Nosso passado de escravidão, religiosismo e mitificações nos conduz a aceitar como verdadeiros atos e fatos sem um mínimo de base histórica. Nossa cultura, embasada no atavismo do imaginário português, nos impele à propensão ao aceite de coisas fantasiosas, mitos, lendas e estórias descaradamente mentirosas, que turvam, distorcem e escondem a realidade histórica dos fatos.

É exatamente reforçando essas fantasias e mentiras que circula pela internet, num número alarmante de páginas e até de trabalhos mais sérios, como algumas teses de mestrado e doutorado, uma mentirosa “história” sobre a origem da cachaça e das palavras aguardente e pinga. Um texto que agride a inteligência de qualquer pessoa munida de senso crítico e que pare para pensar no assunto durante um ou dois minutos.

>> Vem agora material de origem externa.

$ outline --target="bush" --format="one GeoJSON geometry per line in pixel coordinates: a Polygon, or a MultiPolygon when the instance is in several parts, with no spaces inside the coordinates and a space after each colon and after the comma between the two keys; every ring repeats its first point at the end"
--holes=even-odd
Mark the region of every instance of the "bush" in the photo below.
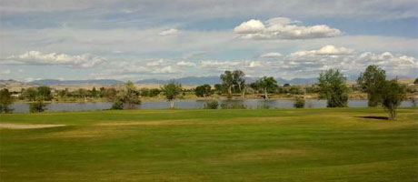
{"type": "Polygon", "coordinates": [[[295,108],[304,108],[304,99],[301,96],[297,96],[294,100],[294,106],[295,108]]]}
{"type": "Polygon", "coordinates": [[[10,105],[13,103],[12,95],[6,88],[0,90],[0,113],[11,113],[10,105]]]}
{"type": "Polygon", "coordinates": [[[406,86],[396,79],[386,81],[382,93],[382,106],[389,114],[389,119],[394,119],[396,109],[406,97],[406,86]]]}
{"type": "Polygon", "coordinates": [[[46,110],[46,104],[42,100],[37,100],[34,103],[29,104],[29,111],[31,113],[41,113],[46,110]]]}
{"type": "Polygon", "coordinates": [[[238,103],[232,103],[232,104],[222,104],[221,105],[222,109],[246,109],[247,106],[244,104],[238,104],[238,103]]]}
{"type": "Polygon", "coordinates": [[[124,109],[124,102],[121,100],[116,100],[113,105],[112,107],[110,107],[112,110],[122,110],[124,109]]]}
{"type": "Polygon", "coordinates": [[[204,108],[205,109],[217,109],[219,106],[219,103],[217,100],[213,100],[210,102],[207,102],[204,105],[204,108]]]}
{"type": "Polygon", "coordinates": [[[262,106],[257,106],[259,109],[270,109],[270,106],[267,104],[263,104],[262,106]]]}

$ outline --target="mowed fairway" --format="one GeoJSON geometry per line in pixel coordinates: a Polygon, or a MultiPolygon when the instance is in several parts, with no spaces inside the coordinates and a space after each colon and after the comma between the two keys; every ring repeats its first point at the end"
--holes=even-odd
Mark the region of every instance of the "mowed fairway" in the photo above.
{"type": "Polygon", "coordinates": [[[417,181],[418,114],[382,108],[0,115],[0,181],[417,181]]]}

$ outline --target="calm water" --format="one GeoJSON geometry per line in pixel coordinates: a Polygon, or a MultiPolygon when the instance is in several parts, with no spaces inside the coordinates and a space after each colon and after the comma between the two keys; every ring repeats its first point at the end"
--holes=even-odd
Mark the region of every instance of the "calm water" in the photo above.
{"type": "MultiPolygon", "coordinates": [[[[175,103],[176,108],[203,108],[204,100],[179,100],[175,103]]],[[[249,108],[261,107],[264,105],[268,105],[270,108],[292,108],[294,107],[294,100],[284,99],[246,99],[246,100],[223,100],[223,103],[238,103],[246,105],[249,108]]],[[[91,110],[104,110],[109,109],[112,103],[108,102],[82,102],[82,103],[51,103],[47,108],[49,111],[91,111],[91,110]]],[[[350,107],[363,107],[367,106],[367,100],[350,100],[348,103],[350,107]]],[[[410,107],[413,106],[411,101],[403,101],[401,105],[402,107],[410,107]]],[[[325,100],[306,100],[305,107],[325,107],[325,100]]],[[[25,103],[15,103],[12,105],[15,113],[27,113],[29,112],[29,105],[25,103]]],[[[142,105],[137,106],[139,109],[158,109],[169,108],[170,104],[166,101],[143,101],[142,105]]]]}

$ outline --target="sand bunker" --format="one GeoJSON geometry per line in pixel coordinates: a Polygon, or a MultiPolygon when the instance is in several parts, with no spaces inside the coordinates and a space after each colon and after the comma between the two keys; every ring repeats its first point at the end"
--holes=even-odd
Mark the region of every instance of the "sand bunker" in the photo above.
{"type": "Polygon", "coordinates": [[[65,125],[25,125],[25,124],[7,124],[0,123],[0,127],[9,129],[35,129],[35,128],[45,128],[45,127],[59,127],[65,126],[65,125]]]}

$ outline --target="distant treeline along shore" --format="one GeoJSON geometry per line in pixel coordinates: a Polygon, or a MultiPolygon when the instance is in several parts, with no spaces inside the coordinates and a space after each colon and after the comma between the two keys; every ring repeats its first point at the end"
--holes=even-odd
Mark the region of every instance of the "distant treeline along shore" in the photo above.
{"type": "Polygon", "coordinates": [[[28,102],[31,112],[43,112],[49,102],[107,101],[111,109],[133,109],[144,99],[166,99],[172,108],[177,99],[206,99],[205,108],[245,108],[245,106],[219,106],[219,99],[289,98],[295,99],[295,107],[304,107],[304,99],[326,99],[328,107],[347,106],[349,98],[367,98],[369,106],[383,106],[390,118],[396,116],[401,102],[418,96],[418,78],[413,84],[401,84],[397,79],[388,80],[383,69],[369,66],[355,84],[348,84],[339,70],[329,69],[319,74],[317,83],[291,85],[278,83],[272,76],[264,76],[251,83],[241,70],[224,71],[219,76],[221,84],[182,86],[173,80],[156,88],[137,88],[128,81],[118,86],[93,86],[91,89],[67,87],[53,88],[40,86],[10,92],[3,88],[0,93],[0,111],[11,113],[14,102],[28,102]]]}

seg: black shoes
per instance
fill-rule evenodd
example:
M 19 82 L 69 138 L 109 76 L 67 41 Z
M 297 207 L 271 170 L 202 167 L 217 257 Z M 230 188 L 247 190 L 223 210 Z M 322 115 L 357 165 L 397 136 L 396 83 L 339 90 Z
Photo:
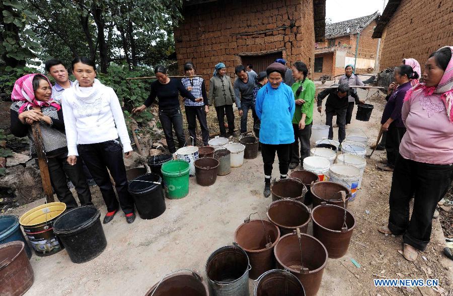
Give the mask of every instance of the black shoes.
M 128 223 L 131 224 L 133 223 L 134 221 L 135 220 L 135 213 L 131 213 L 130 214 L 127 214 L 126 215 L 126 221 L 127 221 Z

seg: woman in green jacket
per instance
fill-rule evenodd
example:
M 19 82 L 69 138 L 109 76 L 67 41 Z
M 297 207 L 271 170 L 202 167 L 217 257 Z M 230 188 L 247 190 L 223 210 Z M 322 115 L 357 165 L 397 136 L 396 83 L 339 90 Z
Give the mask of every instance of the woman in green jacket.
M 292 77 L 296 82 L 291 88 L 295 100 L 295 112 L 292 118 L 294 142 L 292 144 L 292 156 L 290 169 L 301 165 L 304 159 L 310 154 L 310 137 L 313 121 L 313 106 L 315 104 L 315 84 L 307 78 L 308 68 L 301 61 L 296 61 L 291 66 Z M 300 141 L 300 157 L 299 141 Z
M 212 101 L 214 101 L 220 136 L 225 137 L 227 136 L 225 128 L 225 114 L 228 122 L 228 135 L 234 134 L 235 114 L 233 112 L 233 104 L 236 100 L 231 79 L 226 75 L 226 73 L 225 64 L 219 63 L 215 65 L 214 75 L 209 80 L 209 93 L 208 95 L 209 106 L 212 105 Z

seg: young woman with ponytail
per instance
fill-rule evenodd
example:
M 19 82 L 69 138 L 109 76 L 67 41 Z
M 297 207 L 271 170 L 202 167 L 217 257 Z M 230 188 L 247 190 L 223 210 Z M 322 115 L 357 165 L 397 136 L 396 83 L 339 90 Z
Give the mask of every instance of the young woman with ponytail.
M 307 78 L 308 68 L 301 61 L 296 61 L 291 66 L 292 77 L 295 83 L 291 88 L 295 101 L 295 112 L 292 118 L 294 142 L 292 143 L 290 169 L 301 165 L 304 159 L 310 154 L 310 137 L 313 121 L 315 104 L 315 84 Z M 299 141 L 300 142 L 300 156 Z

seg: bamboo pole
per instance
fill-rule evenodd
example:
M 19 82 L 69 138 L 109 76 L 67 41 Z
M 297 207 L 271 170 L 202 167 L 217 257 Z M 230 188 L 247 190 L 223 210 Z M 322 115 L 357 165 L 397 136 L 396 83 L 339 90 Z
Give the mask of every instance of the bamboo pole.
M 32 131 L 33 133 L 36 154 L 38 155 L 38 163 L 39 165 L 42 188 L 46 195 L 46 200 L 47 202 L 53 202 L 55 201 L 55 199 L 53 198 L 53 192 L 50 183 L 50 175 L 49 174 L 49 167 L 47 166 L 47 157 L 46 156 L 44 145 L 42 143 L 42 137 L 39 121 L 33 122 Z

Nós, como estudiosos da história da cachaça temos a obrigação de levar conhecimento e informação a todos os que se interessam pela verdade histórica dos fatos.

A mentira

Vejamos o que diz essa tão propagada lenda:

Antigamente, no Brasil, para se ter melado, os escravos colocavam o caldo da cana-de-açúcar em um tacho e levavam ao fogo. Não podiam parar de mexer até que uma consistência cremosa surgisse. Porém um dia, cansados de tanto mexer e com serviços ainda por terminar, os escravos simplesmente pararam e o melado desandou! O que fazer agora? A saída que encontraram foi guardar o melado longe das vistas do feitor. No dia seguinte, encontraram o melado azedo (fermentado). Não pensaram duas vezes e misturaram o tal melado azedo com o novo e levaram os dois ao fogo. Resultado: o “azedo” do melado antigo era álcool, que aos poucos foi evaporando e formou no teto do engenho umas goteiras que pingavam constantemente, era a cachaça já formada que pingava, por isso o nome (PINGA). Quando a pinga batia nas suas costas marcadas com as chibatadas dos feitores ardia muito, por isso deram o nome de ÁGUA ARDENTE. Caindo em seus rostos e escorrendo até a boca, os escravos perceberam que, com a tal goteira, ficavam alegres e com vontade de dançar. E sempre que queriam ficar alegres repetiam o processo. Hoje, como todos sabem, a AGUARDENTE é símbolo nacional!

 

As inconsistências históricas

Esse texto foi disseminado, de forma apócrifa, sem nenhum dado que permita saber de onde vêm as suas fontes de informação e sendo atribuído ao Museu do Homem do Nordeste, sediado em Recife, e isso é mais uma mentira, conforme esclareceu a coordenadora geral do museu, Vânia Brayner:

 “Caros, sinto informar-lhes que esta história nunca foi contada pelo Museu do Homem do Nordeste, em nenhum de seus escritos, exposições ou qualquer documento do Museu. Nós, que fazemos o Museu do Homem do Nordeste, estamos numa verdadeira saga na internet tentando descobrir de onde saiu essa história… do Museu, tenham certeza, não foi”.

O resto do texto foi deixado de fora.